Is it right to waste helium on party balloons?


The US has been selling off its helium reserve, established in the 1920s to provide gas for airships – but even so, shortages have been occurring.

Some scientists believe a finite resource that could one day run out should not be used for party balloons.

balloons

In the universe as a whole, it is one of the commonest elements, second only to hydrogen in its abundance. On Earth it is relatively rare, and the only element that escapes gravity and leaks away into space.

“All of the other elements we’ve scattered around the globe, maybe we can go digging in garbage dumps to get them back,” says chemist Andrea Sella, of University College London (UCL).

“But helium is unique. When it’s gone it is lost to us forever.”

Helium has the lowest boiling point of any element, at -269C, just a few degrees above absolute zero (-273C).

“We’re going to be looking back and thinking, I can’t believe people just used to fill up their balloons with it, when it’s so precious and unique,” says Cambridge University chemist Peter Wothers, who has called for the end to helium-filled party balloons.

“It is something we need to think about.”

That would mean an end to the old party favourite of breathing in helium from a balloon, and then talking in a high-pitched voices – a result of helium’s fast-moving molecules.
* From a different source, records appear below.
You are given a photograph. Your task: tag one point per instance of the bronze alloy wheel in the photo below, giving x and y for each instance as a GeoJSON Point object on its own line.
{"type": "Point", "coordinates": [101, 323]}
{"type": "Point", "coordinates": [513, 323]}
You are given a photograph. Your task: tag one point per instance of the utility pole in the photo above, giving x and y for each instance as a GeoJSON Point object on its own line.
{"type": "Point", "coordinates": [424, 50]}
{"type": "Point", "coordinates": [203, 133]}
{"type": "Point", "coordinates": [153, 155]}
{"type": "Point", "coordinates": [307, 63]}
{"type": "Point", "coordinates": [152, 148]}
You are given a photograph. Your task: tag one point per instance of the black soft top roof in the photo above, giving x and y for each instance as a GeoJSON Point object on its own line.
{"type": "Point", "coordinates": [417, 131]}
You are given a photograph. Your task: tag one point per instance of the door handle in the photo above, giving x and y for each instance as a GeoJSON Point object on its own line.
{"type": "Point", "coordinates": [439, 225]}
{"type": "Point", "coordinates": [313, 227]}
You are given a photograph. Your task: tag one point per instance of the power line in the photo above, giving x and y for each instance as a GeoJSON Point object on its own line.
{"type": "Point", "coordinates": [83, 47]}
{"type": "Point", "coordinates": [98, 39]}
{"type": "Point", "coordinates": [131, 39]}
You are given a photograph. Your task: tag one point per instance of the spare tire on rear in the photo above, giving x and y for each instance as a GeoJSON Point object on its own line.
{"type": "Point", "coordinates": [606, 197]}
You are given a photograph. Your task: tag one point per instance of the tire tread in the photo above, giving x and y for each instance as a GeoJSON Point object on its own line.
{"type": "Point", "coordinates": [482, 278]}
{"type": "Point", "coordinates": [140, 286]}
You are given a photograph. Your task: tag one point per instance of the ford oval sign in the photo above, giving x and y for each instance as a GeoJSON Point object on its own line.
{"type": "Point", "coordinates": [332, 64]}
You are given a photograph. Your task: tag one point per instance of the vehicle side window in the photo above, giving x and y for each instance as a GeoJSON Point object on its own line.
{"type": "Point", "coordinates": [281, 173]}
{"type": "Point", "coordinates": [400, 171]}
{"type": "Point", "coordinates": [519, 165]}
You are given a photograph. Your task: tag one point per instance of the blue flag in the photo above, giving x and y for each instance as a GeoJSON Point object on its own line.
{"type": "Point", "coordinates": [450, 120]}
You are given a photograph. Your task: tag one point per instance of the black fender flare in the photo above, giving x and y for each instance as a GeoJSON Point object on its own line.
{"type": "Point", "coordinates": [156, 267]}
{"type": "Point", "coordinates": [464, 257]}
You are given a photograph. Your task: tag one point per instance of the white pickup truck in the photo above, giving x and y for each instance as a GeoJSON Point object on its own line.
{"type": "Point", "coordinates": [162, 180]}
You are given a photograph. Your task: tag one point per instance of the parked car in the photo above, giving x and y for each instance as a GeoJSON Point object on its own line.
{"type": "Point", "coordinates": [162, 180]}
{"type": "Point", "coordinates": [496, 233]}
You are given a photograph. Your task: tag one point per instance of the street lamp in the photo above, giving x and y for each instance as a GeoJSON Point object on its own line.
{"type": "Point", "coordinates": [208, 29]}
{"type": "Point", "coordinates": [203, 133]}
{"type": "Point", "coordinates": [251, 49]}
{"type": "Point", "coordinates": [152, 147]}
But maybe this would be no bad thing, as it can cause dizziness, headaches and even death.

The gas, which is formed by the decay of radioactive rocks in the earth’s crust, accumulates in natural gas deposits and is collected as a by-product of the gas industry.

The United States is currently the world’s biggest supplier, with the bulk of it stored near Amarillo, Texas, in the national helium reserve – which alone accounts for 35% of the world’s current supply.

This was set up in 1925 as a strategic store for supplying gas to US airships, while after World War Two it provided coolant for missiles and rockets for the military and Nasa.

US airship USS Shenandoah, the first helium-filled rigid airship, 1923USS Shenandoah, the world’s first helium-filled rigid airship

But since the mid-1990s, with growing civilian demand for helium in the manufacture of semi-conductors and for MRI scanners, among other things, the US has been clawing back the cost of storing the gas by gradually selling it off on the open market.

Despite this, the price of helium has doubled over the past 10 years.

Scare stories about this or that resource running out are a commonplace of doomsayers – but this autumn, the world got a taste of what a helium shortage could mean.

US semiconductor manufacturers knew that under the terms of a 1996 law, the US helium reserve was legally obliged to turn off the tap last month.